Sunday, March 18, 2012

Introduction to Dualism #1: Plato

Plato was the oldest defender of dualism, the view that mind is a different fundamental substance than matter. While his evidence for dualism is not take very seriously anymore, he does have a few interesting points worth exploring.

I. Theory of Forms

One of the central pillars in Plato's philosophy is the theory of Forms. To illustrate this, let's use the example of a triangle. Any physical triangle, such as one drawn on a computer screen, will be less than perfect. The lines will have thickness and thus be more like really skinny rectangles. The lines will be jagged from the pixels. On a microscopic level, they will not be perfectly straight. So any physical triangle can only be a rough approximation of that perfect archetype triangle, what Plato would call the Form of Triangle. The perfect triangle cannot be physical. As a result, the physical world is just a rough approximation of the real world, which is the non-physical realm of abstract Forms. In other words, the realm of pure knowledge is the real world.

So on Plato's view, after death the soul is liberated from the human body and can have direct access to the Forms. So why does Plato think the human soul is separate from the body?

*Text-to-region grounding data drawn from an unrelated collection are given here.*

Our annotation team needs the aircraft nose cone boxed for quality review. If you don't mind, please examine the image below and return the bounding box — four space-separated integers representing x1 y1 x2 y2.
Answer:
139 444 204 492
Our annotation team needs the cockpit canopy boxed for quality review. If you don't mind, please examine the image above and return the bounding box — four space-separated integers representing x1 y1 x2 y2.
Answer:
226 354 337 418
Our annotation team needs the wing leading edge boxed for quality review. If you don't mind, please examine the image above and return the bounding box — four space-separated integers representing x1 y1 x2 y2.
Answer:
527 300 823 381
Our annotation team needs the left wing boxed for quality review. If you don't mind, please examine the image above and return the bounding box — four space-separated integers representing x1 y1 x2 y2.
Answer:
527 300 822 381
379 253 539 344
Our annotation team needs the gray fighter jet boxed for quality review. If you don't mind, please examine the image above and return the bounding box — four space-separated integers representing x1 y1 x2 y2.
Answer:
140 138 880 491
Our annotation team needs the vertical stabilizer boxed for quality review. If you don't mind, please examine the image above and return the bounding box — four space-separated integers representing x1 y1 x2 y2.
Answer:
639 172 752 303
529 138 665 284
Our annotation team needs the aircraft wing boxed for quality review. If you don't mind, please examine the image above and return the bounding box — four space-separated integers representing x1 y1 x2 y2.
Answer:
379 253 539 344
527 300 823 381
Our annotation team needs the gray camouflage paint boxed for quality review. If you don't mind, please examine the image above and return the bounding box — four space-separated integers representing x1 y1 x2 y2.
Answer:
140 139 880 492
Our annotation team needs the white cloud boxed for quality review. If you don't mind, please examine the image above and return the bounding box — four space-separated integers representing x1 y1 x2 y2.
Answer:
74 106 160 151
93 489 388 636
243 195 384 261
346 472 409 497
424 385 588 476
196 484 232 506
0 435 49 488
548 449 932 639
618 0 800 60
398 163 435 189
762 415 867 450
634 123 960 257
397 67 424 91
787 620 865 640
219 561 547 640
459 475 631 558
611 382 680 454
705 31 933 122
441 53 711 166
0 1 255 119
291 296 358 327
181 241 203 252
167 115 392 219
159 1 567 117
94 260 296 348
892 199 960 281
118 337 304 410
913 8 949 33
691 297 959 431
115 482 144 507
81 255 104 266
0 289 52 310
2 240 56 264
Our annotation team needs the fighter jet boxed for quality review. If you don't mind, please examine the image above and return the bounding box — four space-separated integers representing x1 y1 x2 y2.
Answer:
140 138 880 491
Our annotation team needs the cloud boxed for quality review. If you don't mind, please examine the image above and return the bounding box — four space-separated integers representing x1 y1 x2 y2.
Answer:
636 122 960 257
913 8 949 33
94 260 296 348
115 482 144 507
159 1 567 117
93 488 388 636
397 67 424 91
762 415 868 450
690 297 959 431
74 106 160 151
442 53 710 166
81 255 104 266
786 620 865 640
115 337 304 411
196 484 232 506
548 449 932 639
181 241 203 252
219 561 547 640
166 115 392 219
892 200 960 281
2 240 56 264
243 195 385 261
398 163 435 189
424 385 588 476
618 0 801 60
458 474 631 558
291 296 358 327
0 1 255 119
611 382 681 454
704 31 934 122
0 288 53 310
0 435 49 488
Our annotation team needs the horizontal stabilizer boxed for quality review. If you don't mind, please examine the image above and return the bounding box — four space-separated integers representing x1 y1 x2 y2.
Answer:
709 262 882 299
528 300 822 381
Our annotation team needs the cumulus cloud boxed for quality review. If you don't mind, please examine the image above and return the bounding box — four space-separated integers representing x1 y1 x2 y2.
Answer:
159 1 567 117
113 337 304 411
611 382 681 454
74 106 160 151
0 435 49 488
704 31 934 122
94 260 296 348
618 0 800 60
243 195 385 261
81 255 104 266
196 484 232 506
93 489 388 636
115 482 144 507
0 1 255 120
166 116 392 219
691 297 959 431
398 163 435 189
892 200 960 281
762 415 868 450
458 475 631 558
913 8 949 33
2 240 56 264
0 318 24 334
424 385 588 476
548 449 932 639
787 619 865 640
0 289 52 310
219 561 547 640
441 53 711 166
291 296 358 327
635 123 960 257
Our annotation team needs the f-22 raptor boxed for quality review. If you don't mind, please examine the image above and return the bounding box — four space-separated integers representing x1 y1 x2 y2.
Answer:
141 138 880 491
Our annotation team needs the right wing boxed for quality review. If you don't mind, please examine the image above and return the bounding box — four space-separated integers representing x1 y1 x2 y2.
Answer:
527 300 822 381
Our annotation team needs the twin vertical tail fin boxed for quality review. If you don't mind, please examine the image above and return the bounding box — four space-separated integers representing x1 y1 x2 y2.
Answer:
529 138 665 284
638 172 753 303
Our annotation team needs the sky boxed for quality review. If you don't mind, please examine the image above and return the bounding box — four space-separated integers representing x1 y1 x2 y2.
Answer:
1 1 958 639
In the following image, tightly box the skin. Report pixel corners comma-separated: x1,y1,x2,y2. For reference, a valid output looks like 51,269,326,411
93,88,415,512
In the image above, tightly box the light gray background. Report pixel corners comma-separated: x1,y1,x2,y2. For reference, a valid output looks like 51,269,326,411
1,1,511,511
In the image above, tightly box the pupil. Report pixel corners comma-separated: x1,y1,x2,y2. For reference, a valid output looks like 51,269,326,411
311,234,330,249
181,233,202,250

II. The Argument from Opposites

Plato says that when things become a certain way, they become that way from their opposites. If you become taller, it is because you were shorter. If you wake up, it's because you were asleep. And death comes to be only from life, and in that case then life only comes to be from death.

III. The Argument from Recollection

Plato shows how people know the Forms without having to learn about them, and so therefore must have lived before they were born. For example, people can compare two sticks and know that they are unequal, without ever having to learn what Equality is. Therefore, people already know the Form of Equality without ever having to learn about it.

IV. The Argument from Affinity

Destruction occurs in objects that are composites of many parts. The body, being composed of parts, can be destroyed. But the human mind is simple and not composed of parts. Therefore, it cannot be destroyed.

V. Objections

This version of dualism is not all that well supported. There are many examples of things not coming from opposites, or not returning to opposites. Age comes from youth but youth does not come from age. In addition, the arguments depend on Plato's Theory of Forms, which is contentious at best.